Lynn M. Gangone and Renee A. Middleton advocate for education preparation in recent Ed Week articles
Don’t Blame Admissions Standards
To the Editor:
Marc Tucker has helped us better understand education systems around the world. Unfortunately, in his recent opinion blog post (“Teachers Colleges: The Weakest Link,” November 1, 2018), he demonstrates less understanding of America’s teacher-preparation programs than he has about programs abroad.
The contention that educator-preparation programs (EPPs) have no admission standards is false. Since the 1990s, virtually every state and most accrediting agencies have required admission criteria for EPPs that are greater than those for university admission. Further, there are exit standards since EPPs are accountable for producing teachers who can meet state licensure requirements.
EPPs regularly counsel students to find another major who are not on track to meet those state requirements, since it is in neither the student’s nor the program’s best interest for anyone to graduate who cannot become licensed to teach. Colleges of education are working hard to ratchet up the intensity and quality of academic and clinical preparation. However, they exist in a broader ecosystem with powerful countervailing forces.
For example, low teacher compensation is making headlines and dissuading young people from choosing teaching as a profession. Enrollment in EPPs is on the decline, reducing resources for colleges of education and prompting states to lower program approval and licensure standards to meet school personnel needs. Three states no longer require a bachelor’s degree in order to become a licensed teacher.

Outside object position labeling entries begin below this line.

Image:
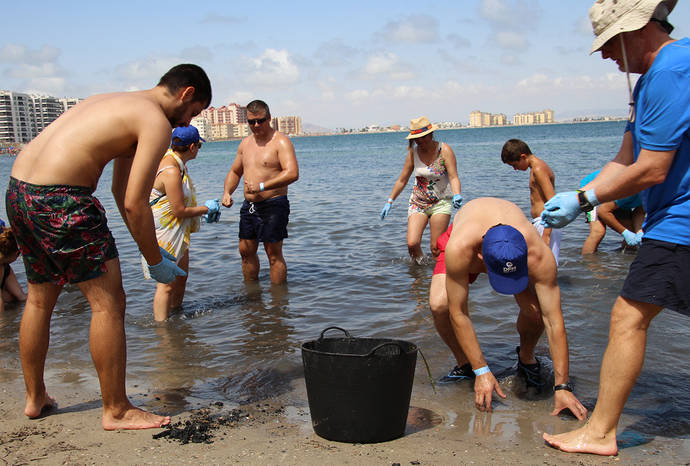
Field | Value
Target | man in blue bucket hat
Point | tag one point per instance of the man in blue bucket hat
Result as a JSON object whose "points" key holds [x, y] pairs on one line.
{"points": [[493, 236]]}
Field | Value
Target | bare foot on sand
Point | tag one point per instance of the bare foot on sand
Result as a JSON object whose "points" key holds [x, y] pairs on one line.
{"points": [[35, 408], [134, 418], [583, 441]]}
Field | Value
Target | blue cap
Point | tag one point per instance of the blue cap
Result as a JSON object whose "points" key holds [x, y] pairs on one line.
{"points": [[505, 255], [187, 135]]}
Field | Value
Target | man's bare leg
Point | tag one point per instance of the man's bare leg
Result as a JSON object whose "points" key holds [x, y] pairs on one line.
{"points": [[34, 338], [250, 260], [597, 231], [416, 223], [620, 368], [274, 251], [530, 324], [170, 295], [109, 351], [438, 302], [438, 224]]}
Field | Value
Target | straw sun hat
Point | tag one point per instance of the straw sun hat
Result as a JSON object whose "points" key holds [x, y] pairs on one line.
{"points": [[420, 127], [611, 17]]}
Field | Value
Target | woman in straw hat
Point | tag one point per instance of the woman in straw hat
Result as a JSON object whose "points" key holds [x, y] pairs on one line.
{"points": [[436, 188]]}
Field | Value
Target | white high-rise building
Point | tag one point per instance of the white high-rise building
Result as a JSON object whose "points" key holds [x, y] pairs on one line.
{"points": [[16, 119], [23, 116]]}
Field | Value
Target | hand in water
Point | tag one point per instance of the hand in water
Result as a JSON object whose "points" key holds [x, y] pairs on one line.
{"points": [[560, 210], [165, 271]]}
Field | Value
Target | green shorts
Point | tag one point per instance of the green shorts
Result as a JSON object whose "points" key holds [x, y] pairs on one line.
{"points": [[444, 206]]}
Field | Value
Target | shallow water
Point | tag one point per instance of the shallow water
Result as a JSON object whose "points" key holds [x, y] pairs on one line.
{"points": [[241, 342]]}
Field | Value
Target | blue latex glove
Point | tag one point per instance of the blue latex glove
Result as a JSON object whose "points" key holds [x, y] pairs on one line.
{"points": [[166, 254], [213, 214], [212, 218], [213, 206], [639, 235], [560, 210], [165, 271], [385, 210], [632, 239]]}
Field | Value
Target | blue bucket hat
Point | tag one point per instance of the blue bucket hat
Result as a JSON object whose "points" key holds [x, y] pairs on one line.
{"points": [[505, 255], [187, 135]]}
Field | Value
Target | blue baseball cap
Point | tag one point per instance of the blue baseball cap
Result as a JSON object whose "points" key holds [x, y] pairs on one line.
{"points": [[505, 255], [187, 135]]}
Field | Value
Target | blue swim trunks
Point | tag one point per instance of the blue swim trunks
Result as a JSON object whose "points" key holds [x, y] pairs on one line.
{"points": [[265, 221]]}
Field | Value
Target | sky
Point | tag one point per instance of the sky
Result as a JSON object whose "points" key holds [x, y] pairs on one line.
{"points": [[336, 64]]}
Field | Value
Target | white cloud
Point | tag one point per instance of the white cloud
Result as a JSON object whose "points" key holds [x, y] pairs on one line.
{"points": [[238, 97], [413, 29], [26, 71], [335, 53], [388, 64], [357, 96], [511, 40], [215, 18], [383, 62], [17, 53], [273, 68], [510, 21], [458, 41]]}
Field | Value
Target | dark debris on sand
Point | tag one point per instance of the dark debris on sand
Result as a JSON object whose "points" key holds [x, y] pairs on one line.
{"points": [[200, 427], [203, 424]]}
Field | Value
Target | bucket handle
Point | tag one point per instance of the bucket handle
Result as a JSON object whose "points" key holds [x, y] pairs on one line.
{"points": [[347, 334], [396, 343]]}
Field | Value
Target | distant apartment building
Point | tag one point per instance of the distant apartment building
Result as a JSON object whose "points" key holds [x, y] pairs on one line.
{"points": [[23, 116], [533, 118], [291, 125], [202, 124], [480, 119], [232, 114], [230, 131], [16, 122]]}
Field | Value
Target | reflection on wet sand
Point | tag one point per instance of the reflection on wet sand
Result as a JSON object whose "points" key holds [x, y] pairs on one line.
{"points": [[179, 362], [268, 341]]}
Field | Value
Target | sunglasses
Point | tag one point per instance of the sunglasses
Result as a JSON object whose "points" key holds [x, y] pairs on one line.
{"points": [[256, 121]]}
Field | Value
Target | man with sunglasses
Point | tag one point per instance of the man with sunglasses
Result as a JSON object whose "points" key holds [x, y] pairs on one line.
{"points": [[654, 160], [493, 236], [267, 162]]}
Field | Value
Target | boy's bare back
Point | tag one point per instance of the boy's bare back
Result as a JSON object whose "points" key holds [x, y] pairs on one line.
{"points": [[75, 148], [542, 183]]}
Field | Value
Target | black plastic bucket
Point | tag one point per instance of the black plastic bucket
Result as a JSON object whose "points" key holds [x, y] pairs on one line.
{"points": [[358, 388]]}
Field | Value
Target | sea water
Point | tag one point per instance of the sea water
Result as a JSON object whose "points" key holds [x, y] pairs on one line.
{"points": [[240, 342]]}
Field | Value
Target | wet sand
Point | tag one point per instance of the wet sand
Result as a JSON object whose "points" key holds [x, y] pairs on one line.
{"points": [[275, 431]]}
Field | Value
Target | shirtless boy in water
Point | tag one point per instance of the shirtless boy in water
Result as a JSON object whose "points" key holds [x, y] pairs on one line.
{"points": [[493, 236], [62, 232], [542, 181], [267, 161]]}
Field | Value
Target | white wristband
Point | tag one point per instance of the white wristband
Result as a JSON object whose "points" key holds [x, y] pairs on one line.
{"points": [[481, 370]]}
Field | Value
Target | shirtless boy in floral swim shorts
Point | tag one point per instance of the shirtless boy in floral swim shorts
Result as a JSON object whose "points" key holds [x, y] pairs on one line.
{"points": [[62, 231]]}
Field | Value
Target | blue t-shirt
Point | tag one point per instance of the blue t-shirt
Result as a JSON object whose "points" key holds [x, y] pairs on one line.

Lower standards reinforce the notion that teaching is a low-status job that anyone can do with little preparation. In this post and throughout his career, Tucker has made forceful arguments for elevating the pay and stature of teachers. We hope that he will abandon attacks on educator preparation and work with us to strengthen our system of education.
Lynn M. Gangone
President and CEO
American Association of Colleges for Teacher Education
Ed. Colleges Provide Value
November 13, 2018
Ed. Colleges Provide Value
To the Editor:
In a critique of teacher education (“Teachers Colleges: The Weakest Link,” November 1, 2018), Marc Tucker states that “schools of education are the weakest link in our public education system.” He writes, “It is not clear to me what our future teachers learn in their schools of education that is of any value to them when they begin teaching.”
I welcome constructive criticism but, I must say, I found little that was constructive or accurate in this blog post.
Community colleges and colleges of education provide immense value and opportunities for those who aspire to be teachers. As a dean of a college of education, I meet regularly with other deans of colleges of education from around the country through The American Association of Colleges for Teacher Education. I have witnessed firsthand how today’s colleges of education are preparing teachers quite differently than they did a decade ago. In a national strategy to prepare effective teachers, AACTE and the Council for the Accreditation of Educator Preparation continued to support a reimagined clinical model of educator preparation.
This clinical model requires students to co-teach with established professionals and complete sustained, yearlong clinical experiences in teaching. Instead of relying on course-based outcomes, teacher candidates and pre-K-12 teachers are actively and positively impacting their students’ learning. The clinical model can’t work without the support of teachers, principals, and superintendents. The Report of the AACTE Clinical Practice Commission frames the definition of clinical practice and offers several model protocols. This is a framework to build, maintain, and sustain a clinical partnership, which joins the needs of a college or university and local pre-K-12 schools in the preparation of highly effective educators to meet the needs of all learners.
AACTE features model teacher education programs in its Research-to-Practice Spotlight Series. The spotlight series aims to not only celebrate successful programs but also provide models of exemplary practice for other institutions in the nascent stages of partnership formation.
Tucker is right in recognizing the challenges that the entire system of education faces. Playing the blame game is easy, but it is also unproductive. I invite him to spend some time in today’s schools and colleges of education. I think he would find, as I do, there is a lot that has changed and much to be proud of.